Социология искусства. Хрестоматия - читать онлайн бесплатно ознакомительный отрывок
Интервал:
Закладка:
3. С другой стороны, письмо обладает поразительно высокой аутентичностью. Требование письменной фиксации возникает при желании удостовериться в сказанном. Написанному больше доверяют. Но для этого должна существовать сама возможность с помощью слов в застывшей форме письменного текста целиком сохранить смысл сказанного так, чтобы посредством текста сказанное могло вновь зазвучать «здесь»! Оно, во всей полноте своего смысла, вновь обретает язык, лишь только кто-то начинает читать.
Но что такое чтение и как оно совершается – этот вопрос представляется мне одним из самых темных и нуждающихся в герменевтическом анализе. Определяя чтение по его свойству снова «озвучивать» письменно зафиксированную речь, мы максимально расширяем рамки понятия литературы и текста. Ознакомление с письменным текстом всякий раз ведет к отслоению первичного речевого события. Однако то, что мы называем литературой и особенно – произведением художественной литературы, нельзя определять чисто негативно. Это не только результат – фиксация произнесенного слова, – уступающий слову в отношении коммуникативной энергии. Скорее, литература, и в первую очередь произведение художественной литературы, представляет собой слово, нацеленное, в силу своей природы, на правильное прочтение.
В зависимости от того, в каких условиях функционирует текст, модифицируется и характер письменной фиксации. Поэтому нам придется различать: записку «для себя», использование которой обеспечивается собственной памятью; письмо, которое благодаря точному адресу само обеспечивает условия для понимания; и, наконец, все виды печатной продукции, лишенные точного читательского адреса. В последнем случае для выполнения коммуникативного намерения необходима известная искушенность в искусстве письма. Во всех случаях письменный текст передает интенцию высказывания – в той мере, в какой имелось в виду сообщить поддающееся фиксации содержание. Все эти виды текста направлены, таким образом, на отслоение первичного речевого акта и указывают в первую очередь не на говорящего, а на подразумеваемое. Поэтому любому тексту присуща особого рода идеальность. Более подходящего слова, чем это, введенное Платоном, я подобрать не могу. Его можно применять также для обозначения особого математического бытия, не апеллируя к метафизическому учению Платона об идеях. В действительности идеальность свойственна не только письменному тексту, но также первичному говорению и слушанию, поскольку их содержание позволяет отслоить себя от конкретности речевого акта и воссоздать себя заново. Самотождественность, свойственная идеальности, проявляется в том, что подобное воспроизведение возможно и в известной мере адекватно. Сказанное относится и к чтению. Только потому, что текст существует для нас как чистая идеальность, мы можем сказать: такой-то читает его вслух хорошо или плохо. Хорошее чтение вслух – это чтение с пониманием и, соответственно, понятное чтение. Плохо прочитанный текст никому не понятен.

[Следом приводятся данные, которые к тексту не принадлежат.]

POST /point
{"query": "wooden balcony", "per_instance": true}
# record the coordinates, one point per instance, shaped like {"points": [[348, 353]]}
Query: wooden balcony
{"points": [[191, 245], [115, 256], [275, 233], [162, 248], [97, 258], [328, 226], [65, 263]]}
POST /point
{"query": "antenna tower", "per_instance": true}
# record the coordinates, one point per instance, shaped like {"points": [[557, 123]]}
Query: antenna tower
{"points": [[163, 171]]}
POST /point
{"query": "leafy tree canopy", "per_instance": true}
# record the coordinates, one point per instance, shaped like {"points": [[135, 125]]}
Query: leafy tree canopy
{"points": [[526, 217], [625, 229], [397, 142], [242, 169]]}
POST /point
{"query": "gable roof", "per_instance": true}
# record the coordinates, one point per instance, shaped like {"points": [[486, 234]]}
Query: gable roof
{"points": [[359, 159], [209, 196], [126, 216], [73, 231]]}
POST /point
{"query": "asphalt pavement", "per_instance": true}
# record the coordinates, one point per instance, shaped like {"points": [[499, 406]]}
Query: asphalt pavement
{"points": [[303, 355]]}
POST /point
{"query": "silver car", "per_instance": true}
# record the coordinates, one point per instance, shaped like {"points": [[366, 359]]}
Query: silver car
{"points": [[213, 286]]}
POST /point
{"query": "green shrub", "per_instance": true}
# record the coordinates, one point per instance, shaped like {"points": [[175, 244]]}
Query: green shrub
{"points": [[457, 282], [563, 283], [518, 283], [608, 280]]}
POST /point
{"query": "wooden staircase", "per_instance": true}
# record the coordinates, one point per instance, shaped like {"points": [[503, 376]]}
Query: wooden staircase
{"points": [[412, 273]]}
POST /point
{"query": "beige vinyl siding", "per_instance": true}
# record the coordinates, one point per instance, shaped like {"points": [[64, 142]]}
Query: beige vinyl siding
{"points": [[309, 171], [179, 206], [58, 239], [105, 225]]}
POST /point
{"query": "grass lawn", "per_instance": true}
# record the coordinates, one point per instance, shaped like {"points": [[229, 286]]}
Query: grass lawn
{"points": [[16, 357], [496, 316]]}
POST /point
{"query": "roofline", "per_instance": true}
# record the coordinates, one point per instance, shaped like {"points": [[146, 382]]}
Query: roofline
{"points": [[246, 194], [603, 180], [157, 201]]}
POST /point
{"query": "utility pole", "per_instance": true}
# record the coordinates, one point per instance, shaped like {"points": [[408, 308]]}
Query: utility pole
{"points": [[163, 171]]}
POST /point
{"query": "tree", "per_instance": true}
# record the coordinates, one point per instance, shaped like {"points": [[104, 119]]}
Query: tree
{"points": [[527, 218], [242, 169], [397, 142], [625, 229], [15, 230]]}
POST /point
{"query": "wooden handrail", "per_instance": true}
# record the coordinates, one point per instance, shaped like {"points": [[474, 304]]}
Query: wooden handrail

Здесь, однако, вступает в силу серьезная модификация, касающаяся литературного текста как произведения художественной словесности. Теперь дело заключается не только в том, чтобы понять подразумеваемое, но и в том, чтобы воплотить его в его языковом обличье. Литературно оформленное слово в данном случае нацелено на то, чтобы быть услышанным. Все это легко подтвердить на примере oral poetry, много обсуждаемой теперь: нормативность лирической или эпической традиции, продолжающей жить в «песнях», заложена уже в таком качестве этих языковых образований, как запоминаемость. Совершенно иная ситуация возникает в тех случаях, когда предполагается не исполнение или чтение вслух, а чтение «про себя», то есть чтение беззвучное. Но и от этих произведений художественной литературы можно ждать чего-то большего, чем голая передача абстрагируемого содержания. Языковой облик тоже должен быть передан, но это, несомненно, не есть облик первичного речевого акта. Скорее, эта передача также предполагает отслоение первичного говорения, будучи причастна к идеальности, свойственной всякому письму, всей литературе, любому тексту. Меня хорошо поймет тот, кому приходилось слушать в авторском исполнении прозу или стихи – особенно любимые, те, что как бы сами звучат внутри нас. Предположим, что автор читает хорошо, что, вообще говоря, далеко не обязательно. Хороший поэт не всегда хороший исполнитель. Но и в этом случае слушатель испытывает нечто вроде шока. Почему у поэта именно такой голос? Почему скандировка, система ударений, модуляция и ритм, с которыми он читает свои стихи, именно таковы и не расходятся с тем, что звучит во мне? Я готов допустить, что он расставляет ударения правильно, с верным чувством звуковой структуры собственного произведения – и тем не менее во всем этом сохраняется некий осадок, что-то уродливое, заслоняющее, как мне кажется, нечто для меня существенное. Выдвигаемый мною тезис состоит в том, что произведение художественной литературы своим бытием в известной степени предназначено для «внутреннего уха». «Внутреннее ухо» улавливает идеальный языковой образ – нечто такое, что услышать невозможно. Ведь идеальный языковой образ требует от человеческого голоса невозможного – именно в этом и состоит специфика бытия литературного текста. Идеальное неизбежно дает о себе знать при попытке прочитать или произнести что-то вслух. Располагая собственным голосом, присущими ему определенными возможностями модуляции и ударения, мы все же оказываемся под действием случайного.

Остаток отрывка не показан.